Institute of Molecular Biosciences, University of Graz, Humboldtstraße 50/III, A-8010 Graz, Austria; Innovative Cancer Models, St. Anna Children's Cancer Research Institute, Zimmermannplatz 10, A-1090 Wien, Austria; BioTechMed-Graz, Austria.
Institute of Molecular Biosciences, University of Graz, Humboldtstraße 50/III, A-8010 Graz, Austria; BioTechMed-Graz, Austria; Center for Medical Research, Medical University of Graz, Stiftingtalstraße 24, A-8010 Graz, Austria.
Biochim Biophys Acta Biomembr. 2020 Aug 1;1862(8):183264. doi: 10.1016/j.bbamem.2020.183264. Epub 2020 Mar 7.

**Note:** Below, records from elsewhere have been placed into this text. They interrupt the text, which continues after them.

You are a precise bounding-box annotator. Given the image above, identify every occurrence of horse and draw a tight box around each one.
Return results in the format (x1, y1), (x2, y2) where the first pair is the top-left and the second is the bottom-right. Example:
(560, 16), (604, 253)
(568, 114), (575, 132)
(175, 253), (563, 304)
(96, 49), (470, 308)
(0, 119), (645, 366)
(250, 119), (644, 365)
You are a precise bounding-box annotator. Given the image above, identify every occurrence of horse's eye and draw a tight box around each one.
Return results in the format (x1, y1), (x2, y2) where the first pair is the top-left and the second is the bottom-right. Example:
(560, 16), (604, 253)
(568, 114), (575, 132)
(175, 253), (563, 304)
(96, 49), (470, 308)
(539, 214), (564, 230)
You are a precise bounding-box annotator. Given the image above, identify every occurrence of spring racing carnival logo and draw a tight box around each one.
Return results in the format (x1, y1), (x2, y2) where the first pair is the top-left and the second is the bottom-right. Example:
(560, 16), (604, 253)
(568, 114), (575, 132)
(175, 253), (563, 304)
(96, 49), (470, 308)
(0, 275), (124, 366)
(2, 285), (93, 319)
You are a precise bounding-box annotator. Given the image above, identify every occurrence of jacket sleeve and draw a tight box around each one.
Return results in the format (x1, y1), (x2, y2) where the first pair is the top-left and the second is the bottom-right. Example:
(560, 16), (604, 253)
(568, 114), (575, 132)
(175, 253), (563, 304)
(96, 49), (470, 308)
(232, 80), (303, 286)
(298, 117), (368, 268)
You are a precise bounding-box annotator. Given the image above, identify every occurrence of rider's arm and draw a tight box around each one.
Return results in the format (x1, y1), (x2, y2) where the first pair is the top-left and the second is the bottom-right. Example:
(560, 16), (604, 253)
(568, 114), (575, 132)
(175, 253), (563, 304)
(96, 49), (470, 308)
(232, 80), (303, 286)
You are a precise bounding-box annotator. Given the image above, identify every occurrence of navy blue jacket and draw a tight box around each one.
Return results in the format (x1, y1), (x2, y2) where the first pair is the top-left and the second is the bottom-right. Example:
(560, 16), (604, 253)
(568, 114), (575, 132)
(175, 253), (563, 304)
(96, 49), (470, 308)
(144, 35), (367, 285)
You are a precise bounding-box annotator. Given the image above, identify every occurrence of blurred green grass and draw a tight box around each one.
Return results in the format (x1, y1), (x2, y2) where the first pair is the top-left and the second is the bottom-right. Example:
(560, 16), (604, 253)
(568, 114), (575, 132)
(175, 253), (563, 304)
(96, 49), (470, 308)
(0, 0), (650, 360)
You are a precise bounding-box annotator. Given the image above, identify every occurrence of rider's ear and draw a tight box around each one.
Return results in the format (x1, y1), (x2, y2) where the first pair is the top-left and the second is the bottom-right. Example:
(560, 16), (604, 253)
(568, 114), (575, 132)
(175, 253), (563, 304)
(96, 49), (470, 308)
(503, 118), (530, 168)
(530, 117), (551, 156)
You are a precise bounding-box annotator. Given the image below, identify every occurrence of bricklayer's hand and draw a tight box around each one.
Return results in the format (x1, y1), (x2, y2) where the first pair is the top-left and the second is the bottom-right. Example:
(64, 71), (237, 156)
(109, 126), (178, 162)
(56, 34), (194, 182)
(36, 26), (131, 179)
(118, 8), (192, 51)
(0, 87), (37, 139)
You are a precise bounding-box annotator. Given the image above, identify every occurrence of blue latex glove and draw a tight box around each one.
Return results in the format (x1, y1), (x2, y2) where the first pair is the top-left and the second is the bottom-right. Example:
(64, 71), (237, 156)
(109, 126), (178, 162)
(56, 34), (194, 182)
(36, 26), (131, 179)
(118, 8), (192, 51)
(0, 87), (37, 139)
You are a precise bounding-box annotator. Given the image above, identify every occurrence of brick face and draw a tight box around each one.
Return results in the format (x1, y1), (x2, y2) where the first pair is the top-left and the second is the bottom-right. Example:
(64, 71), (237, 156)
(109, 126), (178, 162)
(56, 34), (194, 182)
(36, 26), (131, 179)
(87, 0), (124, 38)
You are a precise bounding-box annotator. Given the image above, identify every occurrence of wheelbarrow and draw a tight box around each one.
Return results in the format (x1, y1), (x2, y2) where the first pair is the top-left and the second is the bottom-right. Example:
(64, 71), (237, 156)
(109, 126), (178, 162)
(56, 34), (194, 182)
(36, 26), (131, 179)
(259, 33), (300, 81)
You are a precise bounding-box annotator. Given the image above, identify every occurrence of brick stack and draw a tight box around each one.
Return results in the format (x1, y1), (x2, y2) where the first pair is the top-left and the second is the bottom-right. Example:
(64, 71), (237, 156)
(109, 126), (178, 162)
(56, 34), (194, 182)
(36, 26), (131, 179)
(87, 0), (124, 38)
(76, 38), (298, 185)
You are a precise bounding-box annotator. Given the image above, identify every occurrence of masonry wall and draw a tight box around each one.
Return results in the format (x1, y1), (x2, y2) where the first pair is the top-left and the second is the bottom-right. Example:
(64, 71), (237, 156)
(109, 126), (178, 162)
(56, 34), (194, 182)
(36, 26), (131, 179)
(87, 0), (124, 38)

The aim of this study was to develop effective and specific anti-cancer drugs based on membrane active peptides. In previous studies we showed that human lactoferricin (hLFcin) derived peptides facilitate specific killing of cancer cells. These antitumor peptides were found by conventional melanoma two-dimensional (2D) cell cultures to induce apoptosis of cancer cells and to specifically target lipid phosphatidylserine located on the outside of cancer cell membranes. In order to have a more relevant in vitro model able to mimic the natural microenvironments of tumor tissues we established three-dimensional (3D) multicellular tumor spheroids (MCTS). We used a set of (retro) di-peptides derived from LF11, an 11 amino acid long fragment of hLFcin, which differed in peptide length, positive net charge and hydrophobicity and determined antitumor activity and non-specific toxicity on non-neoplastic cells using 2D and 3D model systems. 2D studies unveiled a correlation between length, positive net charge and hydrophobicity of peptides and their specific antitumor activity. (Retro) di-peptides as R-DIM-P-LF11-215 and DIM-LF11-322 with a net charge of +9 and moderate hydrophobicity exhibited the highest specific antitumor activity. Further evaluation of the peptides anticancer activity by 3D in vitro studies confirmed their higher activity and cancer specificity compared to their parent R-DIM-P-LF11, with the exception of DIM-LF11-339. This highly hydrophobic peptide caused cell death mainly at the border of tumor spheroids indicating that too high hydrophobicity may prevent peptides from reaching the center of the spheroids.
本研究旨在基于膜活性肽开发有效且特异的抗癌药物。在先前的研究中,我们发现人乳铁蛋白衍生肽(hLFcin)衍生肽能够促进癌细胞的特异性杀伤。这些抗肿瘤肽在传统的黑色素瘤二维(2D)细胞培养中被发现,可诱导癌细胞凋亡,并特异性靶向位于癌细胞膜外的脂质磷脂酰丝氨酸。为了建立更相关的体外模型,能够模拟肿瘤组织的天然微环境,我们建立了三维(3D)多细胞肿瘤球体(MCTS)。我们使用了一组(反式)二肽,这些二肽源自 LF11,是 hLFcin 的一个 11 个氨基酸长的片段,其在肽长度、净正电荷和疏水性方面存在差异,并使用 2D 和 3D 模型系统确定了对非肿瘤细胞的抗肿瘤活性和非特异性毒性。2D 研究揭示了肽的长度、净正电荷和疏水性与其特异性抗肿瘤活性之间的相关性。(反式)二肽 R-DIM-P-LF11-215 和 DIM-LF11-322 具有+9 的净正电荷和中等疏水性,表现出最高的特异性抗肿瘤活性。通过 3D 体外研究进一步评估肽的抗癌活性,证实与母体 R-DIM-P-LF11 相比,其活性和抗癌特异性更高,除了 DIM-LF11-339。这种高度疏水性的肽主要在肿瘤球体的边界处引起细胞死亡,表明过高的疏水性可能会阻止肽到达球体的中心。